Mi ricorda un incontro con tanti giovani che mi invitarono ad un recital, dove espressero la meravigliosa "rabbia" dei giovani, che trovano la forza di "rientrare in se stessi". Chiesi loro perché mi avevano invitato e perché era così importante che io ci fossi. La risposta me la porto in cuore, come l'invito ad una missione verso un mondo, quello dei giovani. "Abbiamo bisogno di un padre ossia di chi veramente ci mostri il volto dell'amore, che non vediamo più da alcuna parte, a cominciare dalle nostre famiglie". "Voi che state sempre insieme non vi amate?" La risposta è stata: "Noi, come dice uno scrittore, ci incontriamo senza conoscerci; stiamo insieme senza amarci e ci lasciamo senza rimpiangerci".

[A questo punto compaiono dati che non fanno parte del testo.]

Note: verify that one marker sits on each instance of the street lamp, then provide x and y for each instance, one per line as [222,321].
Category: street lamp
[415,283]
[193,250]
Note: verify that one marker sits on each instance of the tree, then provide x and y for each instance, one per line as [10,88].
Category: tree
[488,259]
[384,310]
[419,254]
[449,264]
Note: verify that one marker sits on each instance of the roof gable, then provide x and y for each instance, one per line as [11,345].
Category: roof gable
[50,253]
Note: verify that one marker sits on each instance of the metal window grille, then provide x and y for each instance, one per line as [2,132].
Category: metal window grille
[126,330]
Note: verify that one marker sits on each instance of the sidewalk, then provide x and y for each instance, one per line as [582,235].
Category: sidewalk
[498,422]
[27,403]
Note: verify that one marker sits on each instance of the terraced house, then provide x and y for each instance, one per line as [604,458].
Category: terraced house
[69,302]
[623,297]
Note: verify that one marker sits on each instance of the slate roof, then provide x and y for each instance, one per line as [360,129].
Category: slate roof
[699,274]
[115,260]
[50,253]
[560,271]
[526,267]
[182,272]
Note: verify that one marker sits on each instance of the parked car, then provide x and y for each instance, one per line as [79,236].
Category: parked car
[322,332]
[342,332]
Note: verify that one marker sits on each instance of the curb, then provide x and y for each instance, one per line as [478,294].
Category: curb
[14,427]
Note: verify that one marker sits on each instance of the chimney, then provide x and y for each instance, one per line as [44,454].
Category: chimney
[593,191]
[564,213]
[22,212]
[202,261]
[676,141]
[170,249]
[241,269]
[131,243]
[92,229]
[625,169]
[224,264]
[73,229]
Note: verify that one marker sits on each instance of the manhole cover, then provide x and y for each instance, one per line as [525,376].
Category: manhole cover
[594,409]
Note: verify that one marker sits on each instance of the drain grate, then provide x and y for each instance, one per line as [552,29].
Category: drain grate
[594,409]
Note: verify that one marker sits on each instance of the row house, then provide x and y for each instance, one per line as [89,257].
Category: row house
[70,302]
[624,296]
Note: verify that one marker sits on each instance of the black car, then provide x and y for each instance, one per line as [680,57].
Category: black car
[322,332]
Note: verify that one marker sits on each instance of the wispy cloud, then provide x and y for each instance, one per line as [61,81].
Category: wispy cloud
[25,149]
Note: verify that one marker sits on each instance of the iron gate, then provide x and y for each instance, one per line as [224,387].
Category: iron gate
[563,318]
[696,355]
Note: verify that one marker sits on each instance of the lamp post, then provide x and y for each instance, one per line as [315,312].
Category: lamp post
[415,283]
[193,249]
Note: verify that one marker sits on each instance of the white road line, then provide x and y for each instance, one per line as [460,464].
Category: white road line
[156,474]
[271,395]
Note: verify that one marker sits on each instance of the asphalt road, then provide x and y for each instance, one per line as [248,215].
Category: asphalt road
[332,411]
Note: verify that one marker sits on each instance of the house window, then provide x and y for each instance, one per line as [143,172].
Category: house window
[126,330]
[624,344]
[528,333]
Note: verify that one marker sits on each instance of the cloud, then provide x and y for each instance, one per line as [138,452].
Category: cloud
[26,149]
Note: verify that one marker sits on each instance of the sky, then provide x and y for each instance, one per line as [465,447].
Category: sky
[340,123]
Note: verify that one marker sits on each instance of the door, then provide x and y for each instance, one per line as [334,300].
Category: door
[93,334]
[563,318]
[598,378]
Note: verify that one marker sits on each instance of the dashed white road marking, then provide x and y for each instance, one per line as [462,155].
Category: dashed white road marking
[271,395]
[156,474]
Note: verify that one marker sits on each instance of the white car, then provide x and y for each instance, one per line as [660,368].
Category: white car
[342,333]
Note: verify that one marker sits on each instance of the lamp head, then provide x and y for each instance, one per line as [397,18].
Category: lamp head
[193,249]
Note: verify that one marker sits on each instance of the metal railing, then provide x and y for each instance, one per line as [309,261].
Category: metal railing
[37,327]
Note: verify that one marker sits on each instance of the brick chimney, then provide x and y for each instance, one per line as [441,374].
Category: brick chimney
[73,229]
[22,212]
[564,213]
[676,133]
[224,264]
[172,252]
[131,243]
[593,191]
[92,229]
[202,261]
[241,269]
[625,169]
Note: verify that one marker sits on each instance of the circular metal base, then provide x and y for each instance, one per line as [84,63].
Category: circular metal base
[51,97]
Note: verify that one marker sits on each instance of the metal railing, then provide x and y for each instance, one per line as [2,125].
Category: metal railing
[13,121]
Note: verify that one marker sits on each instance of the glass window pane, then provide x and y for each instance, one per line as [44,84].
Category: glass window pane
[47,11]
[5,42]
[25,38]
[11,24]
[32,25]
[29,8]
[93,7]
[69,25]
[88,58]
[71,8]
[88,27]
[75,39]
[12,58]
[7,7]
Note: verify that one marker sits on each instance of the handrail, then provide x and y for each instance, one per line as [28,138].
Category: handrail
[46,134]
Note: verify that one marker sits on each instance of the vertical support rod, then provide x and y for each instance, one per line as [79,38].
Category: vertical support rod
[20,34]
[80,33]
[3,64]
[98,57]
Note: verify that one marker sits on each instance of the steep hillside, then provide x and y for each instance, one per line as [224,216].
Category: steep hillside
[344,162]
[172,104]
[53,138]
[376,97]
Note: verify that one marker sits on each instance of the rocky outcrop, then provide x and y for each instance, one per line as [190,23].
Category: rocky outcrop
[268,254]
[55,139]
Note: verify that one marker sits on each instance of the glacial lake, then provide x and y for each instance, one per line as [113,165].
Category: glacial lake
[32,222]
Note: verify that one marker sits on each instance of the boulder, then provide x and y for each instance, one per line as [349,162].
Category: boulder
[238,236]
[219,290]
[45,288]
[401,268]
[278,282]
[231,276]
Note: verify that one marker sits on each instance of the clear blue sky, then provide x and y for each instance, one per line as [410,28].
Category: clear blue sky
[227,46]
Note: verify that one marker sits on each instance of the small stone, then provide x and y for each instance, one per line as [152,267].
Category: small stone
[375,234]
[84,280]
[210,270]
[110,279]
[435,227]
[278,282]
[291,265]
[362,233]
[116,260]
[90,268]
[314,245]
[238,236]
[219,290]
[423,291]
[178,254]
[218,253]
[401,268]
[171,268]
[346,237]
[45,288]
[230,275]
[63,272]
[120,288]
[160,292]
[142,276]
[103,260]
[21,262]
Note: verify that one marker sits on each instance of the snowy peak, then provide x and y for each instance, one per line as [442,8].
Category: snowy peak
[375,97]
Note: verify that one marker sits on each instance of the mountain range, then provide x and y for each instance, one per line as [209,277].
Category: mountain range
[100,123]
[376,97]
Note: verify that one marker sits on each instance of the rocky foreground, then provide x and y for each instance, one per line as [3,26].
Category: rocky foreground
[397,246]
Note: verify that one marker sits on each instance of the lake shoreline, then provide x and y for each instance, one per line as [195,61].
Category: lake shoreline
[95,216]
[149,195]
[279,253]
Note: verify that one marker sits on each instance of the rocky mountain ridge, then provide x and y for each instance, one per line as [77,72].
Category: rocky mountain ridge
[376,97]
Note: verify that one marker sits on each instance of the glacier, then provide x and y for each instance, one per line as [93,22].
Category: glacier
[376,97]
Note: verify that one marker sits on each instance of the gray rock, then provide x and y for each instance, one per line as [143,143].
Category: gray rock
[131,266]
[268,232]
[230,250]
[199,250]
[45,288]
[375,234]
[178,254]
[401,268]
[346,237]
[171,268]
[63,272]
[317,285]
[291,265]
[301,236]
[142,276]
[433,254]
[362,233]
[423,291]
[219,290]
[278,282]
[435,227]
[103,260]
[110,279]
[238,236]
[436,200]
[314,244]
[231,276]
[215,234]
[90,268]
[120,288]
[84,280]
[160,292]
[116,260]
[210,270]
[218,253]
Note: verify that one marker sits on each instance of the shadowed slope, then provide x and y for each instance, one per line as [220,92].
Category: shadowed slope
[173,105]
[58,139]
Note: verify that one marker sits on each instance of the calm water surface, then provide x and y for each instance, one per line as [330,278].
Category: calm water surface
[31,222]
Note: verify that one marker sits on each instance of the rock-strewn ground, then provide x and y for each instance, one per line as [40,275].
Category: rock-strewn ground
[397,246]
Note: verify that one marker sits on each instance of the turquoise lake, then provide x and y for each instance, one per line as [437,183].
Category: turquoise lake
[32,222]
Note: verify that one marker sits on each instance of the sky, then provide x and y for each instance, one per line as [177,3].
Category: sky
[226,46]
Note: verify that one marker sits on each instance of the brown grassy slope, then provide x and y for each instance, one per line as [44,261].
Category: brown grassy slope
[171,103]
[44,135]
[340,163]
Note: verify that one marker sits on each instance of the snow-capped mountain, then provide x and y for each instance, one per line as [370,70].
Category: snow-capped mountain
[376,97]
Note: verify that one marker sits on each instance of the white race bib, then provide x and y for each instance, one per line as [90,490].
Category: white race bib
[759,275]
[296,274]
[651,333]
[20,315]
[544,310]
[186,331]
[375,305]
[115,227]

Per tanti, quando si trovano nei panni del figlio prodigo, con la morte nel cuore, torna a volte difficile rifarsi una vita. Bisognerebbe conoscessero "il dono dello Spirito", che sa riportare luce, ed è in quelle stupende poche parole: "rientrò in se stesso e disse, tornerò da mio padre". Difficile, forse, ma meraviglioso dono quello di abbandonarsi alla fiducia nella misericordia: ossia, riconoscere che non siamo felici lontani da Dio, se non addirittura contro Dio, e avere fiducia che Qualcuno ci attende a braccia aperte e mai con il dito di accusa teso, come facciamo noi. "Quando era ancora lontano il padre lo vide e commosso gli corse incontro, gli si gettò al collo e lo baciò. Il figlio gli disse: Padre, ho peccato contro di te: non sono più degno di essere chiamato tuo figlio". Ma il padre disse ai servi: "Presto, portate qui il vestito più bello e rivestitelo, mettetegli l'anello al dito e i calzari ai piedi. Portate il vitello grasso, ammazzatelo, mangiamo e facciamo festa perché questo mio figlio era morto ed è tornato in vita, era perduto ed è stato ritrovato".

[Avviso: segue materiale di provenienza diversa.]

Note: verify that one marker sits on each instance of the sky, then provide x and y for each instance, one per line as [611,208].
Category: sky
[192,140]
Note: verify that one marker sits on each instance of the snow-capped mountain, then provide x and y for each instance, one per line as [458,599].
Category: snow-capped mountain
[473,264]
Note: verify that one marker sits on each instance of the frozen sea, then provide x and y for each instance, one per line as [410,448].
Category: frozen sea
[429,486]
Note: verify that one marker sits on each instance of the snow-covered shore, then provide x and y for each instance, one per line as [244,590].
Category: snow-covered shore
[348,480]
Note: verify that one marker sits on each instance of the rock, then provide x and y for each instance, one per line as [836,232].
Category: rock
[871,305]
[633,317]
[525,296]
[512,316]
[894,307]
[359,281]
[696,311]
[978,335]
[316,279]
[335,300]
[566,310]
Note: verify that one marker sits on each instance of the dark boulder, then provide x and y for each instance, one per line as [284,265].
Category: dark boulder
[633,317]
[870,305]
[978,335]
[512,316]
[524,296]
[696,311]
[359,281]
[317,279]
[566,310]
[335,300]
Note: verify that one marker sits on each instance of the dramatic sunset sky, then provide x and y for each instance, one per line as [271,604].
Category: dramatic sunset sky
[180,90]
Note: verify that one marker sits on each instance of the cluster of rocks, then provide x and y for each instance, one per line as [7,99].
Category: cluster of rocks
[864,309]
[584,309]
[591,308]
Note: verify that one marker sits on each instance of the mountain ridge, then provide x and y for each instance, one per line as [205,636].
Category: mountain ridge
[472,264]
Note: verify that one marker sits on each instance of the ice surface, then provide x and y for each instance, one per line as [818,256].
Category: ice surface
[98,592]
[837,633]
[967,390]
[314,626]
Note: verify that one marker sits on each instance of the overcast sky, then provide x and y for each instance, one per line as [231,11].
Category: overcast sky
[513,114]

Non abbiamo parole noi, poveri uomini, che non conosciamo la bellezza della misericordia e sentiamo tanto bisogno che qualcuno ci getti le braccia al collo, davanti al racconto di Gesù. Come si fa a non essere commossi leggendo parole che escono come un fiume di amore, direttamente dalla bocca di Gesù.

Abituati forse a conoscere la legge del "chi sbaglia, paghi" o "la vendetta è un onore", rimaniamo senza parole, davanti a Dio che non si allontana dalla porta di casa, ma attende con fiducia il ritorno del figlio e si commuove nel vederlo, fino a corrergli incontro e gettargli le braccia. Viene da piangere dalla commozione, è veramente immenso l'amore del Padre! Viene da dirGli un grazie senza fine, anche quando ci sporchiamo da capo a piedi delle nostre debolezze. Sappiamo che Lui ci aspetta sempre, pronto a rivestirci di abiti puliti e nuovi.

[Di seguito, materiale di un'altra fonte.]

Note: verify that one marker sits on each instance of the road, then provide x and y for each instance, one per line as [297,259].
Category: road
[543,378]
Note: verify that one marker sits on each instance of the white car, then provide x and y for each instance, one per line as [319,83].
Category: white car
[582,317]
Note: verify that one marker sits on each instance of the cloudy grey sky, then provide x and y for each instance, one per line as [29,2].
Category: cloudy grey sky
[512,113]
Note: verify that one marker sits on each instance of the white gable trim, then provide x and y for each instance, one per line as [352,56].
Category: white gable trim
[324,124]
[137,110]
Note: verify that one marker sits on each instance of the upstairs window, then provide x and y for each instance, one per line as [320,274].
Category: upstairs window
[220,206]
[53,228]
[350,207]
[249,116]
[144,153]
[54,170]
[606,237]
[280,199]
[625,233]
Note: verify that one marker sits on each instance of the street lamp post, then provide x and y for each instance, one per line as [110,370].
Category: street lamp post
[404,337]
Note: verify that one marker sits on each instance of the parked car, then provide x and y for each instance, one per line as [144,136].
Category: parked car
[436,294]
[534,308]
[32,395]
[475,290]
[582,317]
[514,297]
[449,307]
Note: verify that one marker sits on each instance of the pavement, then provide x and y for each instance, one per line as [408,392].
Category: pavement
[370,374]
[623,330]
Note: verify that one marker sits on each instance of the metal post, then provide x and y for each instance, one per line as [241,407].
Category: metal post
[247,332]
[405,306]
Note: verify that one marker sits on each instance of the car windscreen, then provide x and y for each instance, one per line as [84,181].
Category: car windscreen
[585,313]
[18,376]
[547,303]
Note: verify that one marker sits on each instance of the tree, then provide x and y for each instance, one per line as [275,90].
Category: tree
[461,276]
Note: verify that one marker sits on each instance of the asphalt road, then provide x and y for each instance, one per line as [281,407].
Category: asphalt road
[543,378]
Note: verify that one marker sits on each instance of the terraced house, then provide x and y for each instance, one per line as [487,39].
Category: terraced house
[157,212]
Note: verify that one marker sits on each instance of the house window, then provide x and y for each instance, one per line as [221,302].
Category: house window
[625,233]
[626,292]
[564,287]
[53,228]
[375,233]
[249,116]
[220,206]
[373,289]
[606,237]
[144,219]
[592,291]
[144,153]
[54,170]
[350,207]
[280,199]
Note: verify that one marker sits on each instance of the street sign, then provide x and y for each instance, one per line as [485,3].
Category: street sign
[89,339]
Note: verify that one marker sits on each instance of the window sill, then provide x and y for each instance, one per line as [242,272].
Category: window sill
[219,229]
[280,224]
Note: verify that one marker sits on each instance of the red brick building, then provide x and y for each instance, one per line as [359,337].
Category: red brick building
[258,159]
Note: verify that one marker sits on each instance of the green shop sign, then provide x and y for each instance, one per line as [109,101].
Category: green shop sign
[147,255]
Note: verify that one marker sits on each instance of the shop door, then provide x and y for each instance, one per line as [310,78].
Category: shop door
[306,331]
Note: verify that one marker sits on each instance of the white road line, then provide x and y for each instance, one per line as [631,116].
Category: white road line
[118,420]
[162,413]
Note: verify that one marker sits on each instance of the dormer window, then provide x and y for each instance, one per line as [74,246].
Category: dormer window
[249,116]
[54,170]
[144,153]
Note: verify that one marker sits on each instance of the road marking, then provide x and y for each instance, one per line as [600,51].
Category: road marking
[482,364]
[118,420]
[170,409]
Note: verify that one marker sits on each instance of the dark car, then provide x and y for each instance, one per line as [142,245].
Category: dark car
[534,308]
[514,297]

Con Madre Teresa di Calcutta voglio così pregare per l'amore fedele di Dio.

"Io credo nel tuo amore, o mio Dio. Guardando la croce fa' che possa vedere il Cristo che inclina la testa come per darmi un bacio. Vedere il suo cuore aperto per offrirmi un rifugio.

E non avere più paura, perché tu mi ami e vuoi che ci amiamo gli uni gli altri.
Anche se siamo peccatori tu ci ami, il tuo amore è fedele.

Se noi crediamo nel tuo amore, non ci sarà difficile, a nostra volta, riconoscere i poveri anche nella nostra casa. (dalle preghiere di Madre Teresa).